V=N*(dØ/dT)per Faraday's law.  (1)

Where N is a number of turns in the coil, and

• • dØ/dT is a rate of change of the flux, which is proportional to the rotational velocity of the rotating component 40 and the number of teeth 45.

The voltage V is approximately a sinusoidal wave. The voltage V is then output to an amplifier, for example a differential amplifier as shown, or alternatively an instrumentation amplifier. At the amplifier, the voltage V is amplified by a selected gain factor and level shifted to be symmetric about Vdd/2. The voltage V remains sinusoidal in nature but has a greater amplitude than the pre-amplified voltage. It is then fed into a comparator with Vdd/2 as a threshold point. The comparator has a positive feedback resistor shown in FIG. 1 as 10R with an input resistor R, resulting in about a 10% hysteresis. This hysteresis prevents high frequency oscillations when the V_out of the differential amplifier crosses over Vdd/2.

The resultant output Out+ is a ground referenced quasi square wave that is then fed into an electronic circuit where its phase is compared with another reference square wave of the same frequency. The core in the coil is a high permeability mu-metal alloy, e.g., a high magnetic permeability alloy such as an alloy of nickel, iron, copper, and chromium or molybdenum, that will saturate at some point causing a self limiting output voltage, unlike some variable reluctance sensors that have a linear, non-saturating core. The high permeability of the core material compared with other variable reluctance sensors allows for miniaturization of the detector and fewer turns of copper.

The fluxgate output signal from the one or more fluxgate sensors 30 of the tooth sensing device 20 may be used as an absolute position encoder such that the stopping position of the rotating component 40, such as a flexplate 40 of an engine for example, may be determined. The fluxgate output signal (or another tooth sensing method that does not require rotation to detect teeth 45) may be used to track the position of the teeth 45 as the rotating component 40 slows to a stop. Another input signal, such as a cam sensor signal for example, may be used to determine the position of the rotating component 40 within the engine cycle and once calibrated, each tooth 45 would be numbered and tracked as the engine stops. This information would be provided to a controller (not shown) or an engine control computer so that the absolute position of the shaft 35 supporting the rotating component 40 would be known. Such information would be useful, for example, for start-stop systems.

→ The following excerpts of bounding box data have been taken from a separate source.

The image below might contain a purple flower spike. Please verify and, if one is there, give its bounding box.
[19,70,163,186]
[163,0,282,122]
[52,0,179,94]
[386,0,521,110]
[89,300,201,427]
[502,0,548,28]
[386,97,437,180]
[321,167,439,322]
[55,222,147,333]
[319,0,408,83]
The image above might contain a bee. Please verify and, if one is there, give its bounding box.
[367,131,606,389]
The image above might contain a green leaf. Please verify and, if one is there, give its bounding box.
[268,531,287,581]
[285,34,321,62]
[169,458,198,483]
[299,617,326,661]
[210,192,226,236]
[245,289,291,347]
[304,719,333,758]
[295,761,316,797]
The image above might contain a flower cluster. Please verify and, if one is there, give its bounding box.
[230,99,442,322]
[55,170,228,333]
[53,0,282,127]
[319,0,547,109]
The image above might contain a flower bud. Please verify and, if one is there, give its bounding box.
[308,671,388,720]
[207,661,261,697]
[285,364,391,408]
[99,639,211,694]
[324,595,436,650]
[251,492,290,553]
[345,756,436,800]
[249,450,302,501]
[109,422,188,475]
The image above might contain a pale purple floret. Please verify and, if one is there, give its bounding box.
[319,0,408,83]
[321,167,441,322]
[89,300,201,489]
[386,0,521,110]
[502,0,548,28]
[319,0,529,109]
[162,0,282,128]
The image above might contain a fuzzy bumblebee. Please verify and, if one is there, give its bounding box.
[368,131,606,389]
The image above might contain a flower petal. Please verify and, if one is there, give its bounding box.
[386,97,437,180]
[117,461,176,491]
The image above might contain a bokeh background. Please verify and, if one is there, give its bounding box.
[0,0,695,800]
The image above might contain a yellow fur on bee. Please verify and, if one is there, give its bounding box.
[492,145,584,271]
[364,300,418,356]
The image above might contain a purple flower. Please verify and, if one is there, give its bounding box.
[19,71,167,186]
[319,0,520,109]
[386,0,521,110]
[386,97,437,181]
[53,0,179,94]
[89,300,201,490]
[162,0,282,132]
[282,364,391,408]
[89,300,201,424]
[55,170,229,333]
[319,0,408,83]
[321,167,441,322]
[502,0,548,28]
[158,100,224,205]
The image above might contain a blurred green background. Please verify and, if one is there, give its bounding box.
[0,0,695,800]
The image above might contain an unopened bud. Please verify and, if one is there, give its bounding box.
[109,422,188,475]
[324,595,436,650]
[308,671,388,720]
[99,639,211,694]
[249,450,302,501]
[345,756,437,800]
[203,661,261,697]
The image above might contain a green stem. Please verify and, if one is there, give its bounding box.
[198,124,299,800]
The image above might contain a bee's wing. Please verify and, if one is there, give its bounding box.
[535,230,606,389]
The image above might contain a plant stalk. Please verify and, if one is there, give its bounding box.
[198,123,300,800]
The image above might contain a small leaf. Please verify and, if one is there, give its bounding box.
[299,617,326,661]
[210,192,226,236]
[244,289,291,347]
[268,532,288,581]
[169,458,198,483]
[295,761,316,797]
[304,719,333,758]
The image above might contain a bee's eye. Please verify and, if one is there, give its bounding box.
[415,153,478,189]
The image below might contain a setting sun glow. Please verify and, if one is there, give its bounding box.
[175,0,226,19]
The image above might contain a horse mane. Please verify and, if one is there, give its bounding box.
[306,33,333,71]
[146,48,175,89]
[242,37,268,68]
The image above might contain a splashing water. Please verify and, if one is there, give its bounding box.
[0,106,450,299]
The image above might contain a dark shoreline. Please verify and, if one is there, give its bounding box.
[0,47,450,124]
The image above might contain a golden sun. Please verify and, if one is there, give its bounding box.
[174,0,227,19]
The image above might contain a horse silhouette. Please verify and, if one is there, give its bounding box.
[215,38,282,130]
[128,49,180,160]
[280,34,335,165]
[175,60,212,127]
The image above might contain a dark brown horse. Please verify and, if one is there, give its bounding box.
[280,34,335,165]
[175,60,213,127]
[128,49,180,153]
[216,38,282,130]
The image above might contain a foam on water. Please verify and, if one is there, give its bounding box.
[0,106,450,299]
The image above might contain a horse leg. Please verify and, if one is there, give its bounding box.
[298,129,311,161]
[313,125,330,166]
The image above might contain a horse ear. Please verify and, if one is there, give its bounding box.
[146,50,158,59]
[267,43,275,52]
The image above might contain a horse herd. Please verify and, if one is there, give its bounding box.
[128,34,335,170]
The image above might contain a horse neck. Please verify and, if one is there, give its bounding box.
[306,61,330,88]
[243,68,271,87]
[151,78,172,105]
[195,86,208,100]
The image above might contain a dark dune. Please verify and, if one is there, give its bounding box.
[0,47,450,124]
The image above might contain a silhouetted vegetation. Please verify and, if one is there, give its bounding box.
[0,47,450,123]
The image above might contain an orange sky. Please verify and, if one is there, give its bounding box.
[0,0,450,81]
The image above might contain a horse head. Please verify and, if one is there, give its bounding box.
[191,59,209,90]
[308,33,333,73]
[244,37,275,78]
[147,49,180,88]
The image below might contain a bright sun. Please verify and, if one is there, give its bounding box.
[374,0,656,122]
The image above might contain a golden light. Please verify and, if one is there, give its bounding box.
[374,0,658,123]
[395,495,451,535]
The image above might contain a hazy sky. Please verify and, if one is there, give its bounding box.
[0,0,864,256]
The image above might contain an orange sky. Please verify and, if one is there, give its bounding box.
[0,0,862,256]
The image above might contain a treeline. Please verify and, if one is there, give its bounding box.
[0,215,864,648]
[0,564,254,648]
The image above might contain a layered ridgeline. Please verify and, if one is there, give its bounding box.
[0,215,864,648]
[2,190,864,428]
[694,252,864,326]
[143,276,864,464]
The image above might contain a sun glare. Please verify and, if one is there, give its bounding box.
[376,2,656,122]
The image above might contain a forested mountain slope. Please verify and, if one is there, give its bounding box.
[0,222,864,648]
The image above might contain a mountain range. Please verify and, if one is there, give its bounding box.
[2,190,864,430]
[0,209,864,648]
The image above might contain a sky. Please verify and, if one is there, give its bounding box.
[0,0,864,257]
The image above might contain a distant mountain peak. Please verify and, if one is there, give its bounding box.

The tooth sensing device 20 and the method of sensing tooth position as described herein may be used for, but not limited to, angular speed measurement, distance traveled calculation, absolute position encoding, relative position encoding, and torque sensing. This is a more robust method of tooth sensing, as the system is less sensitive to the magnetic state of the flexplate (or alternatively the teeth of any toothed wheel).

While the invention has been described in detail in connection with only a limited number of embodiments, it should be readily understood that the invention is not limited to such disclosed embodiments. Rather, the invention can be modified to incorporate any number of variations, alterations, substitutions or equivalent arrangements not heretofore described, but which are commensurate with the spirit and scope of the invention. Additionally, while various embodiments of the invention have been described, it is to be understood that aspects of the invention may include only some of the described embodiments. Accordingly, the invention is not to be seen as limited by the foregoing description, but is only limited by the scope of the appended claims. cm What is claimed is:

Claims

1. A rotational position sensing device comprising:

at least one sensor positioned adjacent a rotating component configured to rotate about an axis of rotation; and

at least one magnet positioned at the rotating component such that a magnetic field of the at least one magnet affects the sensor and magnetizes a portion of the rotating component, wherein the at least one sensor is configured to produce an output signal indicative of a magnetic flux, and therefore a position, of the rotating component.

2. The rotational position sensing device according to claim 1, wherein the rotating component includes a plurality of teeth extending about an outer periphery of the rotating component.

3. The rotational position sensing device according to claim 2, wherein the at least one sensor is arranged generally perpendicular to and axially aligned with the teeth of the rotating component.

4. The rotational position sensing device according to claim 3, wherein a spacing between a plurality of adjacent sensors is substantially equal to a spacing between a tooth of the plurality of teeth of the rotating component and an adjacent valley.

5. The rotational position sensing device according to claim 2, wherein at least one detector is positioned adjacent the rotating component.

6. The rotational position sensing device according to claim 5, wherein the at least one detector is configured to synchronize a detection method with the teeth of the rotating component.

7. The rotational position sensing device according to claim 1, wherein an axial and a vertical position of the at least one magnet relative to the at least one sensor varies based on a strength of the at least one magnet and a sensitivity of the at least one sensor.

8. The rotational position sensing device according to claim 1, further comprising a plurality of demagnetizing magnets positioned about an outer periphery of the rotating component, the demagnetizing magnets being configured to make the rotating component generally magnetically uniform.

9. The rotational position sensing device according to claim 8, wherein the plurality of demagnetizing magnets are positioned to have an alternating polarity to form an alternating current degaussing pattern.

10. The rotational position sensing device according to claim 1, wherein the at least one sensor is a fluxgate sensor.

11. The rotational position sensing device according to claim 1, wherein the at least one sensor is a fluxgate sensor configured as an inductive pickup.

12. The rotational position sensing device according to claim 1, wherein the at least one sensor is an inductive pickup.

13. The rotational position sensing device according to claim 1, wherein the rotating component is positioned axially between the at least one sensor and the at least one magnet.

14. The rotational position sensing device according to claim 1, wherein the at least one sensor is disposed at a first circumferential end of the rotating component, and the at least one magnet is disposed substantially 180 degrees away from the at least one sensor.

15. A method of sensing a position of a rotating component, the method comprising:

magnetizing a portion of a rotating component with a magnet;

measuring a magnetic flux of the rotating component as it rotates about an axis of rotation; and

generating an output signal indicative of the position of the rotating component.

16. The method according to claim 15, wherein the magnetic flux is measured using at least one sensor positioned adjacent the rotating component.

17. The method according to claim 15, wherein the at least one sensor is a fluxgate sensor.

18. The method according to claim 15, further comprising amplifying the measured magnetic flux to produce an amplified output signal.